Meanwhile in the other part of the studio, on the stage, we were checking and greeting the guests on the screen. One was still missing two minutes before air. The commotion continued with phone calls and slight panic, whereas there was funny silence in the back room. Something was going on.

And then the moment of truth. Final countdown, 60 seconds to air. The camera guy’s assistant came to me and said, “Just to let you know, the teleprompter broke down. We go without it.” – “Are you crazy? We rehearsed with this all morning. You must be joking!” – “No, it’s not a joke.” I was so shocked that I didn’t even feel it. 22 seconds to air. It’s good that I always keep my notes with me. And we were on air.
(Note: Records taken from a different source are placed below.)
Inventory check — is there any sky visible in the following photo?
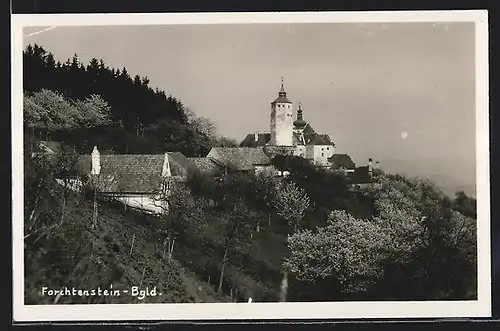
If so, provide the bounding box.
[24,22,476,196]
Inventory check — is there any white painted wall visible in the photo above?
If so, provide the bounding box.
[269,103,293,146]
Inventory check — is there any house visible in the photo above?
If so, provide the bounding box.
[69,147,196,214]
[328,154,356,172]
[187,157,224,176]
[31,141,62,156]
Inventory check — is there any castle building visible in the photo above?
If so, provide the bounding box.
[240,78,335,167]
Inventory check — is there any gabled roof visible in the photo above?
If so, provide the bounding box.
[36,141,62,154]
[302,123,316,134]
[78,152,196,194]
[240,132,271,147]
[207,147,271,170]
[262,145,295,160]
[328,154,356,170]
[271,95,292,105]
[188,157,222,174]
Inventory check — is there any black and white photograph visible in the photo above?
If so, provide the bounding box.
[12,11,491,320]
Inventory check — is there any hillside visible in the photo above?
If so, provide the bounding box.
[23,47,477,304]
[25,184,229,304]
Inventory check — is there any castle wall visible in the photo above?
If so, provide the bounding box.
[270,103,293,146]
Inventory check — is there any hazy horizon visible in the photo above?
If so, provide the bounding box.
[24,22,476,200]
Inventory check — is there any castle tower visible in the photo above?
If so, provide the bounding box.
[269,77,293,146]
[293,102,307,132]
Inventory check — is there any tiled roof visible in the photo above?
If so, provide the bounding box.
[240,132,271,147]
[302,123,316,134]
[188,157,222,174]
[262,145,295,160]
[78,152,196,193]
[321,134,335,146]
[328,154,356,170]
[37,141,62,154]
[304,133,327,145]
[349,166,372,184]
[208,147,271,170]
[271,95,292,104]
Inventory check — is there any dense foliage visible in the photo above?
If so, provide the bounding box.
[24,45,477,303]
[23,45,236,156]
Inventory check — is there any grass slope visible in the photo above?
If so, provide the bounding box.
[25,193,229,304]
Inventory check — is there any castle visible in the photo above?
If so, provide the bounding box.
[240,78,335,167]
[47,79,378,213]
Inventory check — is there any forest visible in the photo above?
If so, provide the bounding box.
[24,45,477,303]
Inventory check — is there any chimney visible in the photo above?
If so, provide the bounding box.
[161,153,172,178]
[91,146,101,175]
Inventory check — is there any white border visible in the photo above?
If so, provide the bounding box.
[12,10,491,322]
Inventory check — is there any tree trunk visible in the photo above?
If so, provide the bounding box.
[61,193,66,224]
[217,245,229,293]
[280,271,288,302]
[168,238,175,262]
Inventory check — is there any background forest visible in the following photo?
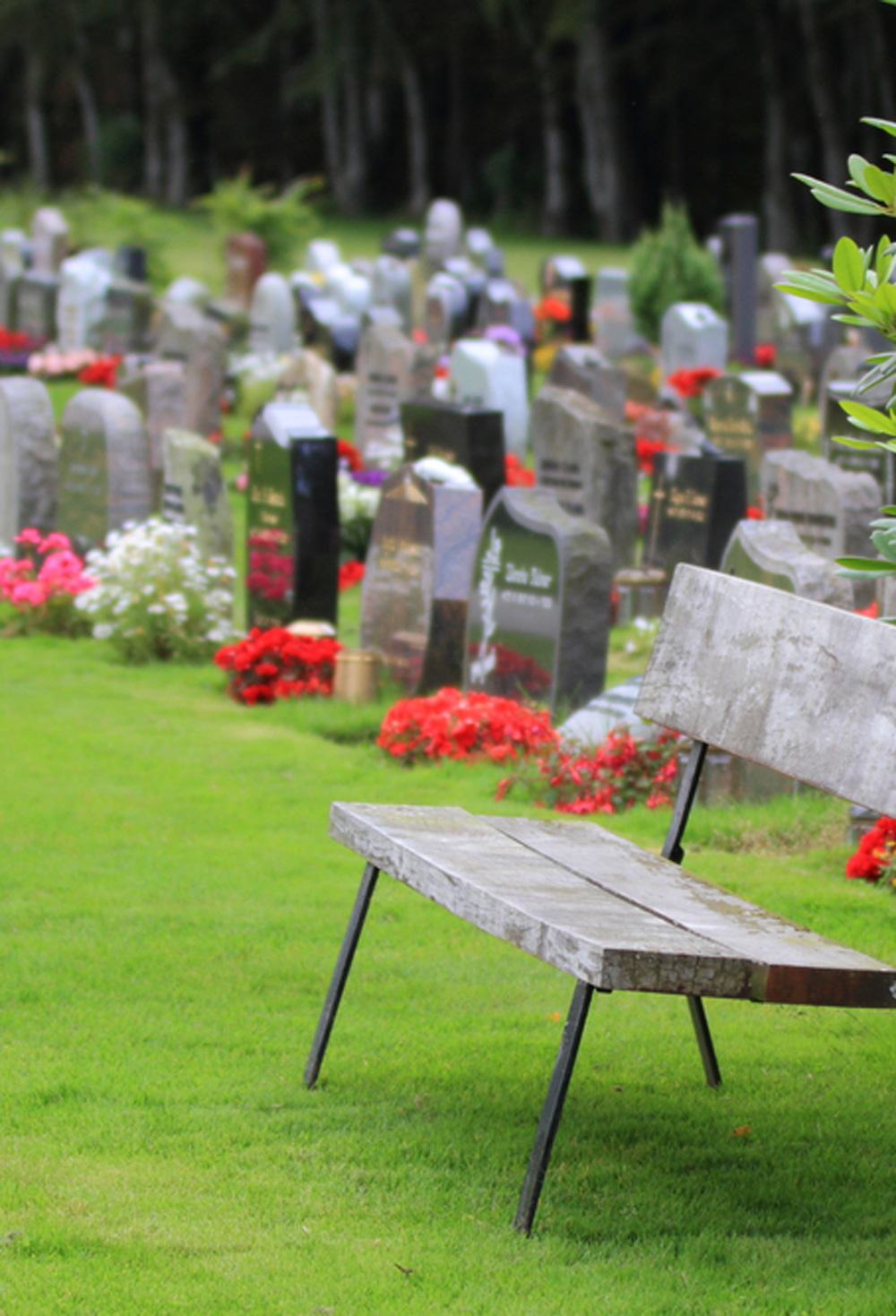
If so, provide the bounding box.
[0,0,896,252]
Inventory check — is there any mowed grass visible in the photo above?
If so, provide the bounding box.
[0,638,896,1316]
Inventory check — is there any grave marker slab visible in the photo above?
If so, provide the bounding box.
[643,452,747,579]
[246,403,340,626]
[531,384,638,572]
[162,429,233,562]
[355,325,415,469]
[401,399,504,507]
[56,388,151,553]
[719,521,854,612]
[762,449,883,558]
[0,376,56,549]
[464,488,612,708]
[360,466,481,695]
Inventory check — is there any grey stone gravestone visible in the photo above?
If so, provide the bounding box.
[702,370,793,503]
[360,466,481,695]
[249,274,296,356]
[56,388,151,552]
[643,452,747,579]
[531,384,638,570]
[464,488,612,708]
[546,343,627,425]
[162,429,233,561]
[401,399,505,507]
[719,214,759,366]
[449,339,529,460]
[659,301,728,379]
[355,325,415,469]
[246,403,340,626]
[0,376,56,549]
[762,449,882,558]
[719,521,854,611]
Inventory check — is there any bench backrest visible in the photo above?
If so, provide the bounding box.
[635,566,896,816]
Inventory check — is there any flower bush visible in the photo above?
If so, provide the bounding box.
[214,626,342,704]
[76,517,236,662]
[496,730,679,813]
[0,527,93,636]
[376,685,556,763]
[846,817,896,890]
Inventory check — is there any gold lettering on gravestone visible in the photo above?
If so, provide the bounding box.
[667,488,709,524]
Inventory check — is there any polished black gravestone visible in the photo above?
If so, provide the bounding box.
[643,452,747,576]
[360,466,481,695]
[246,403,340,626]
[401,400,504,507]
[463,488,612,710]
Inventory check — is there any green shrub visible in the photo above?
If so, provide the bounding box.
[629,202,725,342]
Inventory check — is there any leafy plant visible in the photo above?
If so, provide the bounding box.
[629,202,725,342]
[776,118,896,581]
[192,170,320,266]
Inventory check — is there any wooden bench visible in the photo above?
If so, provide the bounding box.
[306,566,896,1233]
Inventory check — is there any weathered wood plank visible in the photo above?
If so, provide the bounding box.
[635,566,896,814]
[331,803,755,999]
[488,817,896,1008]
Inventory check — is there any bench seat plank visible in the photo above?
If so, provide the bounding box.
[331,803,754,999]
[489,817,896,1008]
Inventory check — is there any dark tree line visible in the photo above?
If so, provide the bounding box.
[0,0,896,250]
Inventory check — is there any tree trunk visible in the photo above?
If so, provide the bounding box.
[534,45,567,237]
[70,0,103,185]
[575,14,626,242]
[23,41,50,192]
[797,0,849,239]
[399,46,430,214]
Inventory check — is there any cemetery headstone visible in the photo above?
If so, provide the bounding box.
[246,403,340,626]
[643,452,747,579]
[464,488,612,708]
[162,429,233,561]
[360,466,481,695]
[659,301,728,379]
[531,384,638,570]
[449,339,529,460]
[546,343,627,425]
[31,205,68,275]
[762,449,883,558]
[355,325,415,469]
[719,214,759,366]
[56,388,151,553]
[721,521,854,611]
[224,233,267,311]
[249,274,296,356]
[401,399,504,507]
[702,370,793,503]
[424,197,463,274]
[0,375,56,549]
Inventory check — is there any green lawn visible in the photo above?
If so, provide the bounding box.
[0,638,896,1316]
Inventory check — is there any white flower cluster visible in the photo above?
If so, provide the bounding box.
[75,517,236,662]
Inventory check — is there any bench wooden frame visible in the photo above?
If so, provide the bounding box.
[304,566,896,1233]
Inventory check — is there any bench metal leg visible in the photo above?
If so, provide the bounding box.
[306,864,379,1087]
[688,996,722,1087]
[513,982,595,1234]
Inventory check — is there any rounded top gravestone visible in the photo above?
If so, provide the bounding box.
[0,376,56,549]
[56,388,151,552]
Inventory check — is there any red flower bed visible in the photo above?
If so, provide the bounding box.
[376,685,556,763]
[496,732,679,813]
[846,817,896,887]
[214,626,342,704]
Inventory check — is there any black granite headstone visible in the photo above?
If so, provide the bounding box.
[360,466,481,695]
[643,452,747,576]
[401,400,504,507]
[246,403,340,626]
[464,488,612,708]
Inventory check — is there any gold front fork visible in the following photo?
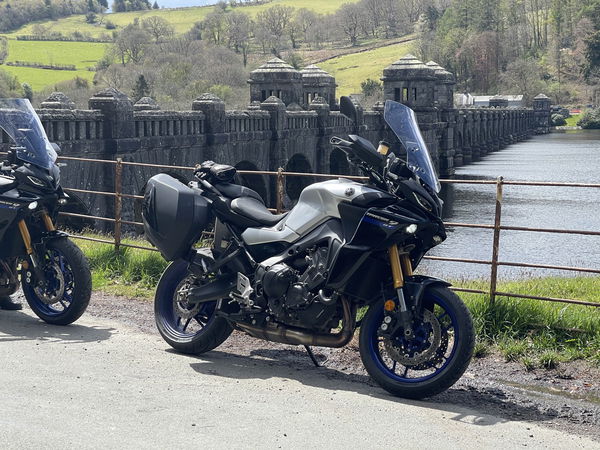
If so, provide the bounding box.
[19,219,33,255]
[42,211,56,231]
[390,245,413,337]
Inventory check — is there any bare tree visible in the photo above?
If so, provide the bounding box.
[337,3,362,46]
[257,5,294,54]
[203,9,226,45]
[142,16,175,44]
[295,8,319,42]
[227,12,254,67]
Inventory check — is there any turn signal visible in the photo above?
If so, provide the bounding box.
[377,141,390,156]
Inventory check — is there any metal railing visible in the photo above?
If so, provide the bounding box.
[5,156,600,307]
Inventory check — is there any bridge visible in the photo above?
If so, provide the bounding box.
[0,55,550,223]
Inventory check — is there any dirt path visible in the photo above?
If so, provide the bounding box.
[77,293,600,447]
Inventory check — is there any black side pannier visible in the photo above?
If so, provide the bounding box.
[142,173,210,261]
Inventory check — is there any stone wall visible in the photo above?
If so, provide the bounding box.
[0,57,550,227]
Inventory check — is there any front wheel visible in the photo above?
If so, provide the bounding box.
[359,286,475,399]
[154,261,233,355]
[21,238,92,325]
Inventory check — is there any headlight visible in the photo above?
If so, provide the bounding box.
[404,223,417,234]
[413,192,433,212]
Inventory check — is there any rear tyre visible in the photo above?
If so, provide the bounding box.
[21,238,92,325]
[154,261,233,355]
[359,286,475,399]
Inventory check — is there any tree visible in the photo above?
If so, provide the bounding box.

“Welcome to our broadcasting event.” Remarkably, all guests had managed to reconnect and appeared on the screen. The backstage team was sweaty and hectic, but the show was running. There were some hiccups with the bandwidth. And one of the videos got stuck. But all this I learned only later. On the stage, there was serene calmness. Cameras were on, and my notes were a secret weapon of the show. Counting down my interventions till the fall of the curtains. 4, 3, 2, 1. “Thank you for joining us.”

And then – it’s a wrap. The best feeling of that day! The notes went flying in the air like at a graduation. Which it was for me in a way – conquering the first live broadcasting event. It was an amazing learning experience. And much more.